University of Central Florida's new medical school scored a coup on Wednesday, when it earned high marks for its conflict-of-interest policies from a national organization of medical students.
The ratings were part of the PharmFree Scorecard, an evaluation of conflict-of-interest policies at the 152 medical colleges and colleges of osteopathic medicine in the United States.
UCF's College of Medicine earned a B on the scorecard, and placed seventh among the schools receiving that grade. As a new medical school, that was notable to the scorecard's creators.
"We were particularly impressed that this new school took the time to focus on conflict of interest and put in place very good policies," said Tim Anderson, the scorecard director and third-year medical student at Case-Western Reserve University in Cleveland.
Produced by the American Medical Student Association (AMSA) and the Pew Prescription Project, the scorecard uses letter grades to assess medical schools' performances in 11 potential areas of conflict, including gifts and meals from industry to doctors, paid promotional speaking for industry, acceptance of free drug samples, interaction with sales representatives and industry-funded education.
Florida State University's College of Medicine also earned a mention from the organizers because it was one of only two schools to receive a perfect score for limiting access of sales reps to faculty.
University of Miami's Miller School of Medicine earned the highest grade in the state, with an A. UCF, University of Florida College of Medicine and FSU's medical school all earned B's, while University of South Florida's and Nova Southeastern's medical schools earned C's.
Florida International University, which opened its medical school in 2009, did not have a policy or faculty in place in time for the scorecard, according to the medical students' group.
At UCF, officials were excited by the ranking. "I am pleased that we, as a new medical school, have been recognized for creating a strong conflict-of-interest policy. It is particularly exciting to be ranked higher than all of my alma maters," said Dr. Deborah German, UCF's vice president for medical affairs and the founding dean of the college.
German earned her undergraduate degree at Boston University, which was ranked 14th among schools receiving a B, while Harvard — where she attended medical school — placed 29th.
UCF's conflict-of-interest policies were drafted by a team of faculty members that included Dr. Diane Davey, Jeanette Schreiber, Dr. Lori Boardman, Dr. Ralph Caruana, Debopam Chakrabarty, Alex Cole, Diane Jacobs, Dr. Becky Moroose, Mark Muller, Dr. Loren Nelson, Audrey Pike and Scott Sumner.
Although more than half of the medical schools in the country earned an A or B — up from 30 percent last year — the medical students' group says that conflict-of-interest policies are a work in progress. Many of the nation's medical schools have started focusing on their ties to pharmaceutical companies only after the students' group began publicizing the issue and its scoreboard in 2007.
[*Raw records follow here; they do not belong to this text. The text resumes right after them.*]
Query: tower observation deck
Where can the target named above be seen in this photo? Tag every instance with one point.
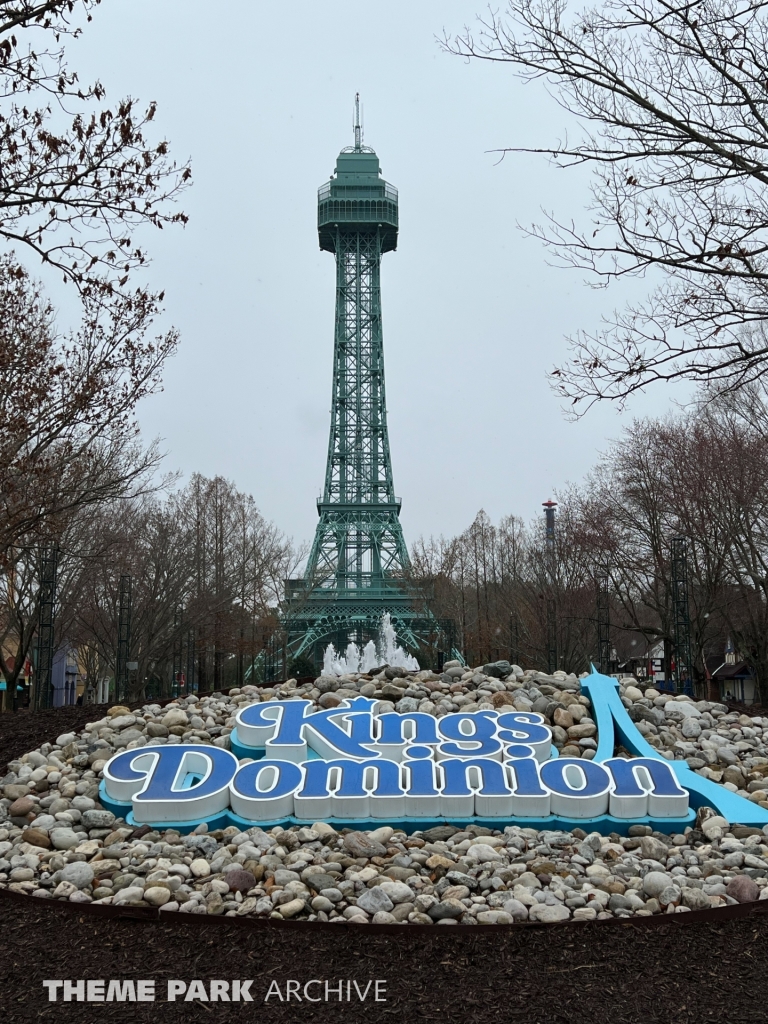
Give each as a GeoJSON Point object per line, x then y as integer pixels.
{"type": "Point", "coordinates": [358, 561]}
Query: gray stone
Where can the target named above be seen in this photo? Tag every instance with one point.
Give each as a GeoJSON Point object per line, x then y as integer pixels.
{"type": "Point", "coordinates": [382, 918]}
{"type": "Point", "coordinates": [283, 876]}
{"type": "Point", "coordinates": [516, 909]}
{"type": "Point", "coordinates": [549, 914]}
{"type": "Point", "coordinates": [655, 882]}
{"type": "Point", "coordinates": [373, 900]}
{"type": "Point", "coordinates": [446, 909]}
{"type": "Point", "coordinates": [619, 902]}
{"type": "Point", "coordinates": [81, 803]}
{"type": "Point", "coordinates": [742, 889]}
{"type": "Point", "coordinates": [696, 899]}
{"type": "Point", "coordinates": [78, 872]}
{"type": "Point", "coordinates": [398, 892]}
{"type": "Point", "coordinates": [653, 849]}
{"type": "Point", "coordinates": [670, 894]}
{"type": "Point", "coordinates": [129, 895]}
{"type": "Point", "coordinates": [64, 839]}
{"type": "Point", "coordinates": [97, 819]}
{"type": "Point", "coordinates": [407, 705]}
{"type": "Point", "coordinates": [359, 845]}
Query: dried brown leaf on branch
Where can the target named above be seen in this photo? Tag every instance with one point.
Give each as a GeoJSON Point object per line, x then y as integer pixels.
{"type": "Point", "coordinates": [673, 99]}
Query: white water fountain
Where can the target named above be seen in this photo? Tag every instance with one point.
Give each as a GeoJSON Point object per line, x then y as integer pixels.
{"type": "Point", "coordinates": [387, 651]}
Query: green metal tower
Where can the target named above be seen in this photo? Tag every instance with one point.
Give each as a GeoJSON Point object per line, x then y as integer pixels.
{"type": "Point", "coordinates": [358, 560]}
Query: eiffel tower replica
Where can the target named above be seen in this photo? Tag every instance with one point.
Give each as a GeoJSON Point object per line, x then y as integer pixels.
{"type": "Point", "coordinates": [358, 563]}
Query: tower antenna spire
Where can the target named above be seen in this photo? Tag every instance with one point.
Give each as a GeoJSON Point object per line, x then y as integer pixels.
{"type": "Point", "coordinates": [357, 128]}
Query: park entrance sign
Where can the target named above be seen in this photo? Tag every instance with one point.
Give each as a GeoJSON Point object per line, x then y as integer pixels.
{"type": "Point", "coordinates": [349, 766]}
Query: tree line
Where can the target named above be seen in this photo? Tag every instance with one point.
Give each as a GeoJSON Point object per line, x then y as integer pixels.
{"type": "Point", "coordinates": [700, 474]}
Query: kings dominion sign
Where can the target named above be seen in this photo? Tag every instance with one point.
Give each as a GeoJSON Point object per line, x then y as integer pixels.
{"type": "Point", "coordinates": [348, 766]}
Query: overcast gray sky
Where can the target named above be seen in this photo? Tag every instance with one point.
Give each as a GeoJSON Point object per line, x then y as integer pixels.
{"type": "Point", "coordinates": [260, 96]}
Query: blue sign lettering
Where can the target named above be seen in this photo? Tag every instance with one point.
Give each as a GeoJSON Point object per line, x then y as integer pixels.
{"type": "Point", "coordinates": [346, 764]}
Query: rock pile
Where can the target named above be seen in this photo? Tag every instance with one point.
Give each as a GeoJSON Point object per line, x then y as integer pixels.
{"type": "Point", "coordinates": [56, 842]}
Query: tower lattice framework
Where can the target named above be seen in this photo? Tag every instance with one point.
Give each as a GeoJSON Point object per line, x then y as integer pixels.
{"type": "Point", "coordinates": [358, 560]}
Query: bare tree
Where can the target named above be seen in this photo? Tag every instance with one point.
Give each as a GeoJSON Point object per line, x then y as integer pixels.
{"type": "Point", "coordinates": [675, 95]}
{"type": "Point", "coordinates": [78, 177]}
{"type": "Point", "coordinates": [70, 437]}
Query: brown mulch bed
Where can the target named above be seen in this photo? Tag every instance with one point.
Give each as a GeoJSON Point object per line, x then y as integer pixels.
{"type": "Point", "coordinates": [708, 968]}
{"type": "Point", "coordinates": [25, 730]}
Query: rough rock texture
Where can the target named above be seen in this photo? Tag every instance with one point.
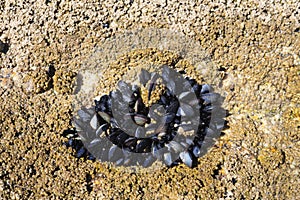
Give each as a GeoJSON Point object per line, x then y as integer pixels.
{"type": "Point", "coordinates": [255, 44]}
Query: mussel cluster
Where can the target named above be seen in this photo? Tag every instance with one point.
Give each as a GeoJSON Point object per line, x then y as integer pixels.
{"type": "Point", "coordinates": [179, 127]}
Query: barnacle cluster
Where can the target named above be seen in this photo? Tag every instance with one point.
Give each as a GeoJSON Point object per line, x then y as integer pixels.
{"type": "Point", "coordinates": [127, 127]}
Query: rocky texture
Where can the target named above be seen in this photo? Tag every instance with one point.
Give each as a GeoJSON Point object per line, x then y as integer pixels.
{"type": "Point", "coordinates": [256, 46]}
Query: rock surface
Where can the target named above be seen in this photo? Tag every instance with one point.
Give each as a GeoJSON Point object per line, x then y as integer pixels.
{"type": "Point", "coordinates": [255, 45]}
Last year, medical students at Harvard University made headlines when they protested their school's conflict-of-interest policy.
"No one has the perfect policy yet," said Chris Manz, a third-year medical student at Duke University and national chair of the American Medical Student Association's Pham Free campaign. "There's much work to be done to make sure that our future physicians are being taught at schools that are free of conflict of interest."
To look at the scorecard, go to amsascorecard.org and search by state.